The unit opened its visual processors in response to a new auditory stimulus; after it had learned to ignore the repeating stimuli of rumbling, road noise, and reversing signals, the new sound that alerted it was an unfamiliar voice. It took 0.4 seconds longer for the unit to recognise the voice as a human female than a real, human female would have taken to recognise the same. From within its shipping container, the unit thought, the artificial synapses firing up in anticipation; maybe my new owner is a human female.
 
I did so much want a girlfriend.
 
*
 
“Carefully! Around the corner now -- tilt it -- mind the bannister...”

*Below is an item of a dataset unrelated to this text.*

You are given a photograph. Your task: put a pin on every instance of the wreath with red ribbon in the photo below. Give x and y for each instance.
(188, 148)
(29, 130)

The pair of men swore under their breath as they finally set the box down. Six foot tall, two foot deep and wide, weighing a considerable 85 kilograms, the delivery note taped to the front read Miss Salsmann, Flat 5, 91 Sycamore Street. Recorded Delivery. Heavy Load (!).
“Signature, Ma’am?”
“Of course,” Miss Salsmann replied. She scribbled a rough mark on the man’s tablet and smiled as the pair of them left, retreating back down the stairs, leaving her with the box standing in her living room. Salsmann walked to the kitchen to switch the kettle on before proceeding, eyeing the box from a few metres away with interest.
 
*
 
The unit’s eyes reacted to the sudden influx of light the same way a real human female’s would; the pupil shrunk down to limit the light falling on her optical sensor, and the unit squinted. Her instinct -- her programming -- was to raise a hand to cover her eyes, as she had seen humans do before. Her arms remained by her side, strapped into the polystyrene shipping cradle with zip ties. Instead, her eyes uncovered, she stared ahead.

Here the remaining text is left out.